Sürdürülebilir bir yaşamı anlatan filmler 18 Kasım’da gösterime giriyor

Paylaşımcı, açık, adil, anlayışlı, çeşitliliği kucaklayan, gezegene ve üzerindeki yaşama değer veren bir toplum hayaliyle doğan Sürdürülebilir Yaşam Film Festivali (SYFF), yıllar içerisinde 20 şehre yayılarak, katılımcılarına yaşamlarında değişim yaratmaları için ilham ve güç veren bir buluşma haline geldi.

Virna BANASTEY Yaşam
9 Kasım 2016 Çarşamba

Sürdürülebilir Yaşam Kolektifi öncülüğünde Surdurulebiliryasam.tv ve Sürdürülebilir Yaşam için Kelebek Etkisi Derneği işbirliği ile hayata geçen festival, bu sene 18-20 Kasım tarihleri arasında gerçekleşecek. Dokuzuncu yılında da yaratıcı çözümler içeren, birbirinden etkileyici hikâyeleri konu alan belgesellerden oluşan SYFF 2016 seçkisi, ücretsiz olarak izleyiciyle buluşacak.

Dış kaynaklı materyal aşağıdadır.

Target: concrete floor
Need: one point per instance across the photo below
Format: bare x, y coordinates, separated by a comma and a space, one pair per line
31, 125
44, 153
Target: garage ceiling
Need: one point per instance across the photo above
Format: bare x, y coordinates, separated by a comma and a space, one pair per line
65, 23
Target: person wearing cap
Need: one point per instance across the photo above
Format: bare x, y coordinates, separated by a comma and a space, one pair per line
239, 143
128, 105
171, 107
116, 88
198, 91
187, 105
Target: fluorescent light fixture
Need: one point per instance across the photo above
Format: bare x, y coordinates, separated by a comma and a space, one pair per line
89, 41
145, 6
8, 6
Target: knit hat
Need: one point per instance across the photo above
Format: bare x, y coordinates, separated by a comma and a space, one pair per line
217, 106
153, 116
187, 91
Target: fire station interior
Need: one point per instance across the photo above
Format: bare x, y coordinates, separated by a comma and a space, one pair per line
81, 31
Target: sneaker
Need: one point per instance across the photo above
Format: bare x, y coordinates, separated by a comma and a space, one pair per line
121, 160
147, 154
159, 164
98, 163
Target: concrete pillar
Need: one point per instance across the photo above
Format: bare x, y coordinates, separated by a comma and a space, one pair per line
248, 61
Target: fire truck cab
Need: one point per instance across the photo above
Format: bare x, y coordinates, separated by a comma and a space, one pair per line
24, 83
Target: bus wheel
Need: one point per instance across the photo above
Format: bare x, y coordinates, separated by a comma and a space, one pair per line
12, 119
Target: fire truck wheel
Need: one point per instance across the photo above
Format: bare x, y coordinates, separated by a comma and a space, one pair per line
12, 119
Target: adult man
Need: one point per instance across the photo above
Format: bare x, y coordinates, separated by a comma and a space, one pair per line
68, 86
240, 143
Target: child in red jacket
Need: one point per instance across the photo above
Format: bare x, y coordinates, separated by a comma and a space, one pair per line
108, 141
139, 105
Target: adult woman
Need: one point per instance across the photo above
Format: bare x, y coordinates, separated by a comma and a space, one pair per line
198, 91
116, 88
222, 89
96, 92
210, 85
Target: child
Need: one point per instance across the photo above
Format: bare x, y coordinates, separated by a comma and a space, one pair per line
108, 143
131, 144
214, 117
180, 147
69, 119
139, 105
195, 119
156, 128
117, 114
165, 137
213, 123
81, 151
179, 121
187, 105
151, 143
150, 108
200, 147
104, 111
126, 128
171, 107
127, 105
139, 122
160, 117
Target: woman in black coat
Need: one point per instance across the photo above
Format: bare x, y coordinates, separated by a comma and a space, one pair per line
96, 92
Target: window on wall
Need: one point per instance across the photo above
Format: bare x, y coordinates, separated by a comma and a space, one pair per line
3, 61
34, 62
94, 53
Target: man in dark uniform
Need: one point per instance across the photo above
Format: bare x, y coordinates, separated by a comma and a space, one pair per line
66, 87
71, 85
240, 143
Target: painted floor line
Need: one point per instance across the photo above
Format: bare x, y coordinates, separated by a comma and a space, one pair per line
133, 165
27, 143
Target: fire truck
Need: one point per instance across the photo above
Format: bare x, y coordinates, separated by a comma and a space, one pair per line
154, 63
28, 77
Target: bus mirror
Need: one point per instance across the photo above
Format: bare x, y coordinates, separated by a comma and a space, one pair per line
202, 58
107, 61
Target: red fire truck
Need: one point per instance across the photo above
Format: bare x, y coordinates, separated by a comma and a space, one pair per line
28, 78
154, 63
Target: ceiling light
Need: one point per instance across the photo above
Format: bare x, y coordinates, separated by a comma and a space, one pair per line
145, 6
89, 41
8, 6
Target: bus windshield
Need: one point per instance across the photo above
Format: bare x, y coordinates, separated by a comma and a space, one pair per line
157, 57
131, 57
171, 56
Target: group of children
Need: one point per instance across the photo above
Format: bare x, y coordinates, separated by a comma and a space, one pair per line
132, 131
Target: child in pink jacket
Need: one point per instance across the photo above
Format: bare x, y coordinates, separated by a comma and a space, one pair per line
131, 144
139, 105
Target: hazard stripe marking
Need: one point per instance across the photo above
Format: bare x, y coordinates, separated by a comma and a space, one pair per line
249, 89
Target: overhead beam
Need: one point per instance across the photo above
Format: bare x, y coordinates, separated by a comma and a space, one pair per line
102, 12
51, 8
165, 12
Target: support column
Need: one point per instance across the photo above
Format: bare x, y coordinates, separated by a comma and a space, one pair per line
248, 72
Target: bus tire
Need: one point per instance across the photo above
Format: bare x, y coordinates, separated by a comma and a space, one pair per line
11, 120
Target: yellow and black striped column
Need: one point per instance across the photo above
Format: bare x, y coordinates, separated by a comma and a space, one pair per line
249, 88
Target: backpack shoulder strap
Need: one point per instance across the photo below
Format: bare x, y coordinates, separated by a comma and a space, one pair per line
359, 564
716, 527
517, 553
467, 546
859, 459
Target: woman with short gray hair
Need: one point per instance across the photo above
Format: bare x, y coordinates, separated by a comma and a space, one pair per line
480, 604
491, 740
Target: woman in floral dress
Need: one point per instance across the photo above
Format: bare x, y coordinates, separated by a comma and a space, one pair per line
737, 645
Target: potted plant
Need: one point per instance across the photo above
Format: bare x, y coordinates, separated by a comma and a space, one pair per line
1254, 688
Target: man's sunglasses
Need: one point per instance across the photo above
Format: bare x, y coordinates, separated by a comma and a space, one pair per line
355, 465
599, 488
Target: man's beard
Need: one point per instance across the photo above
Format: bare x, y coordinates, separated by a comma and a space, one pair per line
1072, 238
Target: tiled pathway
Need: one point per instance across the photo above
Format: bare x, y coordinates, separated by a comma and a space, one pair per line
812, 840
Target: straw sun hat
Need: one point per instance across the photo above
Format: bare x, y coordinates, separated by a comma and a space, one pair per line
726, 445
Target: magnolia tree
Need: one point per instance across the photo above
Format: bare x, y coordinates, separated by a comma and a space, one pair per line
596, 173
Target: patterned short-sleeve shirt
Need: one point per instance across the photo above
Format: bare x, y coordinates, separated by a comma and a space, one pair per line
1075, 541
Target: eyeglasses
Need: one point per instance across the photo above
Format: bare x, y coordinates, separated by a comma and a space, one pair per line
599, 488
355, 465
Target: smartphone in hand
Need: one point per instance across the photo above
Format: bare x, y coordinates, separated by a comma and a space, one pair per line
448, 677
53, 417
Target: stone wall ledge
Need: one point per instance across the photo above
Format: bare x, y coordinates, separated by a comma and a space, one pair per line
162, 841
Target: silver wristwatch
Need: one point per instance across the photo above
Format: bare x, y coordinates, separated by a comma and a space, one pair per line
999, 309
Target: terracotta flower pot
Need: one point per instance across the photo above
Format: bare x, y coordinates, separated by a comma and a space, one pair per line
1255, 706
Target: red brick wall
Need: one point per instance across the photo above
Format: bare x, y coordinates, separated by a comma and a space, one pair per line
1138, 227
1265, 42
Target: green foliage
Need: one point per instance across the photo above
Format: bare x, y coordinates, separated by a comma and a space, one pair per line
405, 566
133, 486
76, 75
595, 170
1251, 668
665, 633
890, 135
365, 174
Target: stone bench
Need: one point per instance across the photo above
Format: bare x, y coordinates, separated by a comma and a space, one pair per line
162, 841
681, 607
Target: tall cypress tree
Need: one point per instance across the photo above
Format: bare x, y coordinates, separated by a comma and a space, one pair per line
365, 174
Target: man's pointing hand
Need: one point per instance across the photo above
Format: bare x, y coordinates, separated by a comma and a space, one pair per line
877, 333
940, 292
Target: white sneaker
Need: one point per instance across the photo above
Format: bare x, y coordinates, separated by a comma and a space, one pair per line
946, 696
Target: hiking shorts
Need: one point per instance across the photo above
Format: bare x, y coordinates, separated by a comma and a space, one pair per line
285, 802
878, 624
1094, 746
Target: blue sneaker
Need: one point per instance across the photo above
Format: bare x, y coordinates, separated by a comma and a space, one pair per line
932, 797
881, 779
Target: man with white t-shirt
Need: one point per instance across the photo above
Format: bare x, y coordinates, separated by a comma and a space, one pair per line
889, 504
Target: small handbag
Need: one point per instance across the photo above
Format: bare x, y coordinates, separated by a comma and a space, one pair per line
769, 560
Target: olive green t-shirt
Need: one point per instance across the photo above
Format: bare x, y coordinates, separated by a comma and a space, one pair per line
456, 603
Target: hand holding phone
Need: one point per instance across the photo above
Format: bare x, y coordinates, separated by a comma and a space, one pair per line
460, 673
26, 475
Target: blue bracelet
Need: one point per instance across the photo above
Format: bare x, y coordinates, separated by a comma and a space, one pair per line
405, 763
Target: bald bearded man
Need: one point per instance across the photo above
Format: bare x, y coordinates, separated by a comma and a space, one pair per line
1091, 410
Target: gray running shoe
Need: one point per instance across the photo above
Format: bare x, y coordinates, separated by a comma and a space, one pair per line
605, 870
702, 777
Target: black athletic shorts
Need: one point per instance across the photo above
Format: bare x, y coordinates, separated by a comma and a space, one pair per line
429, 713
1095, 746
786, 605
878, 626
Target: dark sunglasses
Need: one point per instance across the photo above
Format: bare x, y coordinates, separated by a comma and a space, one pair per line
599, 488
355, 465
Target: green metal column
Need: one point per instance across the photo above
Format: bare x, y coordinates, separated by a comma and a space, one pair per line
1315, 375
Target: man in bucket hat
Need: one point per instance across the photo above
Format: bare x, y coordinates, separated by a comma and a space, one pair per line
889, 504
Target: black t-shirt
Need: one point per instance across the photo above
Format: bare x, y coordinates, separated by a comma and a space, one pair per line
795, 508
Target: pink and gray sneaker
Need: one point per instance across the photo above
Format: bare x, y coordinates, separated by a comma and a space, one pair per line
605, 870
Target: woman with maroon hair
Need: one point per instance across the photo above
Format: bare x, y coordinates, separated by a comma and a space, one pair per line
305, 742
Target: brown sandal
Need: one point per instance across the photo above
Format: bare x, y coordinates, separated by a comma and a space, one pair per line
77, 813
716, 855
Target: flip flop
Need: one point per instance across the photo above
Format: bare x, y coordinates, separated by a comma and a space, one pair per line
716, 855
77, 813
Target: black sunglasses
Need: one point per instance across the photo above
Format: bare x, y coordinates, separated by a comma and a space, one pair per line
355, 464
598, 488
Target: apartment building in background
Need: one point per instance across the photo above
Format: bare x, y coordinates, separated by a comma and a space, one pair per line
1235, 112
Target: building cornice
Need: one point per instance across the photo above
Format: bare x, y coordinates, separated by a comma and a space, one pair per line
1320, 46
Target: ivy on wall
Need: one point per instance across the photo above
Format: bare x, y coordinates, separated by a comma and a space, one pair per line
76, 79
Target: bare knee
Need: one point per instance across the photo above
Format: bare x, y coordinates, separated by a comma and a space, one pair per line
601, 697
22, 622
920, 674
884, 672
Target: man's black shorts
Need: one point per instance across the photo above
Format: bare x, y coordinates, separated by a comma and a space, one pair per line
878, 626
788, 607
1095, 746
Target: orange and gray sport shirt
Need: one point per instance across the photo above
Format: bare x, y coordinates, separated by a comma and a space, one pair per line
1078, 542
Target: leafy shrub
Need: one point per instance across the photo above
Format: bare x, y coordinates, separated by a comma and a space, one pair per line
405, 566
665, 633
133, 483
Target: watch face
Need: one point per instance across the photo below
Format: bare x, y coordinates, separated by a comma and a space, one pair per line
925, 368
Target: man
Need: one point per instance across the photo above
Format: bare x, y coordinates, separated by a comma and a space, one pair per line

Festivali ve amaçlarını Sürdürülebilir Yaşam Kolektifi’nden Pınar Öncel, Tuna Özçuhadar ve Gamze Selçuk anlattı…

 

 

Festivalin organizatörü Sürdürülebilir Yaşam Kolektifi kimdir?

Sürdürülebilir Yaşam Kolektifi, 2007'de bir araya gelen, sürdürülebilirlik alanında ortak vizyonu ve hayalleri olan bir grup arkadaş tarafından, kendilerini tanıtabilmeleri ve iş yapma şekillerini tarif edebilmelerini sağlayacak şekilde kullanılmaya başlandı.

Sürdürülebilir bir yaşam için birlikte bir şeyler yapma kararını aldığımızda bunu şirket veya dernek gibi herhangi bir tüzel kişilik altında organize olarak yapmak istemedik, çeşitliliğe değer veren açık ve esnek bir yapının hayalini kurduk. Kurumsal bir kimliğimiz ve organizasyonel bir yapımız yok. 2008'den bugüne, birbirini hiç görmemiş, tanımamış ama daha yaşanabilir bir dünya konusunda ortak hayalleri olan yüzlerce gönüllü olarak Sürdürülebilir Yaşam Film Festival için bir araya geliyoruz.

 

Sürdürülebilir Yaşam Film Festivali’nin yolculuğunu anlatır mısınız?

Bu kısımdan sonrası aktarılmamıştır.